Chocolate Pumpkin Pôts de Crème
The key to perfect pôts de crème is to mix the custard in a blender. Even though the pumpkin is already puréed, the blender smooths out the dessert just that much more to create a truly light-as-air treat.
- 2 Tbsp (30 ml) plain or vanilla rice milk
- 2 Tbsp (30 ml) agave nectar or maple syrup
- 2 Tbsp (30 ml) corn starch, tapioca or arrowroot starch
- 1 cup (240 ml) pumpkin purée, homemade or canned
- 1 can (12 oz or 400 ml) full fat coconut milk, preferably organic
- pinch fine sea salt
- 1/2 tsp (2.5 ml) cinnamon
- 1 tsp (5 ml) pure vanilla extract
- 20-30 drops plain or vanilla stevia, to your taste
- 1.5 ounces (55 g) good quality unsweetened chocolate (I use Cocoa Camino)
- 3/4 tsp (3.5 ml) xanthan gum
In the bottom of a medium-sized pot, whisk together the rice milk and agave. Add the corn starch and whisk until smooth and there are no lumps. Mix in the pumpkin until smooth. Add the coconut milk, salt and cinnamon.
Heat the mixture over medium heat, stirring constantly, until it begins to bubble and thicken; continue to cook, stirring, for one minute and remove from heat.

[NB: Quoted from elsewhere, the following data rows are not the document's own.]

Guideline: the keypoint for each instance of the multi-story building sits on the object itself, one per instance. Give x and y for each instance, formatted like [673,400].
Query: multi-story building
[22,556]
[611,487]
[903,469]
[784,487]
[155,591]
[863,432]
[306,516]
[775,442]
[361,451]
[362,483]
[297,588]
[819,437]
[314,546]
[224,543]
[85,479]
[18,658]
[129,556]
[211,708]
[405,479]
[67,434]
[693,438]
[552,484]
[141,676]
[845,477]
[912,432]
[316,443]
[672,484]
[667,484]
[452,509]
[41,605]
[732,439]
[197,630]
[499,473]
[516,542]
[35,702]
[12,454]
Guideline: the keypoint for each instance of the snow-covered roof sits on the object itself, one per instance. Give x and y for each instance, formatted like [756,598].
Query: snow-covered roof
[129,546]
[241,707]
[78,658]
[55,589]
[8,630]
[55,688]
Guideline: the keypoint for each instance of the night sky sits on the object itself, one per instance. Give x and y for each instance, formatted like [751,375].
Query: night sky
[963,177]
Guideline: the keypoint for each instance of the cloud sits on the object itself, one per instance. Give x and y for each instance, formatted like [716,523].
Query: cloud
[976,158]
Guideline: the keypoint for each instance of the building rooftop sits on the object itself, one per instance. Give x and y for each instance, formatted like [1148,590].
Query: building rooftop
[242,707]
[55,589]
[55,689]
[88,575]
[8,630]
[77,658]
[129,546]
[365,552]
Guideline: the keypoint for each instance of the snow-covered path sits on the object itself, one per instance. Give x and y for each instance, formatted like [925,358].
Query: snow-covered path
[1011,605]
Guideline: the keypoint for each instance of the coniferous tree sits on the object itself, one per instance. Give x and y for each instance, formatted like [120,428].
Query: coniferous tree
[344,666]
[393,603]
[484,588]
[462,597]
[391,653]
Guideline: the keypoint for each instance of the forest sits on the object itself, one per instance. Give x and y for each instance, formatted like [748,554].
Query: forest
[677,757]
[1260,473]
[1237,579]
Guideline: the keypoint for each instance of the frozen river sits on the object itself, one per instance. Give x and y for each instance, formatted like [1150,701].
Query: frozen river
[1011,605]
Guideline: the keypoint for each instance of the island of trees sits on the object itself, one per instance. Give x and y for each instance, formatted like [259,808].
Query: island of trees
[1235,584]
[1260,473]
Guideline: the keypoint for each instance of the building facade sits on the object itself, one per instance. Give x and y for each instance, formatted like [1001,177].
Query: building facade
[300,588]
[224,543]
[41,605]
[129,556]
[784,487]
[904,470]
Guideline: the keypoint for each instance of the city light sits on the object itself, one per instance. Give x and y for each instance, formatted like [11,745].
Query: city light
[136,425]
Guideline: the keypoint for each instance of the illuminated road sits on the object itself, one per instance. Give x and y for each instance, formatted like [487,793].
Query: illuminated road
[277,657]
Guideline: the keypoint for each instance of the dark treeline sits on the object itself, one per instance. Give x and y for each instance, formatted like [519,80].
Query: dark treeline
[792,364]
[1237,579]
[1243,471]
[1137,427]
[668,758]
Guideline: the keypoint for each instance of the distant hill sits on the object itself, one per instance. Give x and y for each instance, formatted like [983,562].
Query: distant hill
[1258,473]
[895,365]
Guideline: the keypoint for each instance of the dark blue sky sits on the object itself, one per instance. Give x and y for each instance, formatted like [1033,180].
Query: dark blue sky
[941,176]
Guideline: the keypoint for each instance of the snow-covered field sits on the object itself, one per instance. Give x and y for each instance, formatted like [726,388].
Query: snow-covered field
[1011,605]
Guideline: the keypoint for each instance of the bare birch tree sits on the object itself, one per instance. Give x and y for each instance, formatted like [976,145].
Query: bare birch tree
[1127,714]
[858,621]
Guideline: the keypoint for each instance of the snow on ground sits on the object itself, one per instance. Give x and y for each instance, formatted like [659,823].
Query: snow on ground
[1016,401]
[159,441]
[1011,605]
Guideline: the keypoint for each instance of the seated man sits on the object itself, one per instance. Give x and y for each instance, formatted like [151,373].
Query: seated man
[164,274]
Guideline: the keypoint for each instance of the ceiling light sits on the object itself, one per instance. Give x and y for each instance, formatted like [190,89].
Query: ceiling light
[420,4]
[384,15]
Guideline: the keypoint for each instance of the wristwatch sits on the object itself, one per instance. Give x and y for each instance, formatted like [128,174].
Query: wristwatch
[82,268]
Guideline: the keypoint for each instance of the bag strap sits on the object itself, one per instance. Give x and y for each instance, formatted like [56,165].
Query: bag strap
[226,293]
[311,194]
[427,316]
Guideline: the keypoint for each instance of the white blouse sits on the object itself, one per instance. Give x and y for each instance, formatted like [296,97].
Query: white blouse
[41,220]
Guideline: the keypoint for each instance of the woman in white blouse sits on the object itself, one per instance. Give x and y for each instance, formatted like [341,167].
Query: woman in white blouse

Stir in the vanilla, stevia and chocolate; allow to sit 30 seconds, then stir again until the chocolate is melted and completely blended. Pour into a bowl and allow to cool to room temperature, stirring once or twice during the first five minutes (this will help prevent a "skin" from forming on top; if one develops anyway, don't worry too much, as everything will be blended later).
Once the mixture has cooled, pour it into a blender and add the xanthan gum. Blend on high until well combined and smooth, then return to the bowl. (It may appear quite liquid at this point--this is fine).
Refrigerate overnight or at least 6 hours before spooning or piping into serving dishes; garnish with cacao nibs or shaved chocolate, if desired. The mousse will be soft but should hold a shape. Makes 4-6 servings. Store, covered, in refrigerator up to 4 days. Freeze leftovers for ice cream.